"If poverty had been the keynote of the convent buildings, its garden was redolent of wealth. There was, even here, certain evidence of monastic austerity, in that no flowers grew for the sake of their beauty alone, but the formal beds beneath the peach trees were rich with thyme and lavender and purple rosemary, while the feet of the pear and apple trees, espaliered on the surrounding walls, stood deep in a silver drift of sage. A row of apricot trees lent support to a disciplined riot of vines; below it, in careful ranks, fading stems were weighted with the fabulous red of tomatoes. There was even a pair of orange trees, standing sentinel at the end of a box-bordered path, looking, with their symmetrical heads hung with glossy green fruit, for all the world like guardians of some fantastic gateway to fairytale, or to the herb-garden pictured on some faded medieval page ... basil, vervain, borage; saffron, hyssop, juniper; violet for heart's-ease, and blue clary and the little lemon thyme ... Over all hung the scent of spices and warm earth, and the resinous smell of the near pine-woods mingled sleepily with the fragrance of lavender. Not a bird sang, but the air was loud with bees."
From Thunder on the Right by Mary Stewart, today's Friday read.
The picture is of my own garden in summer - appropriate in once sense as my house used to be a convent, although what you see there owes more to these people than to the Sisters who lived here once upon a time.

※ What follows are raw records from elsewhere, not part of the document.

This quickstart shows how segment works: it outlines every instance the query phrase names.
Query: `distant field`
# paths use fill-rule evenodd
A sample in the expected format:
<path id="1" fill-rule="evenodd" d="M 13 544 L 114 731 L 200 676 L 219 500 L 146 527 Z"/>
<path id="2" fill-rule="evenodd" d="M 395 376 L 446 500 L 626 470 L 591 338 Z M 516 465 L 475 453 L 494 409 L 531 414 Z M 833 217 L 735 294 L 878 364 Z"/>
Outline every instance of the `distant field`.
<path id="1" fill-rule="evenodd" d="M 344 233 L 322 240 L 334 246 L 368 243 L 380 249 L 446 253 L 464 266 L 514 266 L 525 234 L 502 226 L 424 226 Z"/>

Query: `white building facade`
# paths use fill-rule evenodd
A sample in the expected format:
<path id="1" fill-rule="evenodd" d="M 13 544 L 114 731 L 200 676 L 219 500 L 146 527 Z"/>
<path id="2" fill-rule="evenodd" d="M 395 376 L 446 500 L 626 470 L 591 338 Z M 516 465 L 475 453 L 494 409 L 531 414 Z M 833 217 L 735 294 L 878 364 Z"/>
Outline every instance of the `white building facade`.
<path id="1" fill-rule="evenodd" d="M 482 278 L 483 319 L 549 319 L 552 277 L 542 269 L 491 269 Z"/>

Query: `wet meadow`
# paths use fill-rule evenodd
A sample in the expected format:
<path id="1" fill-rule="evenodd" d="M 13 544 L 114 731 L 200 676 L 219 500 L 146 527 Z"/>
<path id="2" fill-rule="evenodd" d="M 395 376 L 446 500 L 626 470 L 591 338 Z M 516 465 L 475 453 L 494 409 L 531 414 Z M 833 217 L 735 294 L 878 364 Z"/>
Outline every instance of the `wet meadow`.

A garden of delights, how beautiful it is.
Posted by: Toffeeapple | 20 January 2017 at 06:55 PM
How lovely it looks now! A walled garden is my very favourite thing.
Posted by: Callmemadam | 21 January 2017 at 08:15 AM
So lovely. I have a passion for houses and gardens with history. Its a subject that fascinates me.
Quite fittingly I'm reading Umberto Eco, The Name of the Rose.
Posted by: Kim | 22 January 2017 at 08:13 AM
Usefully edible or merely decorative, old or newly created, I love all gardens. I'm currently waiting for library book reserves about the secrets of trees. After all they are capable of lasting considerably longer than humans, so must have a whole cache of secrets!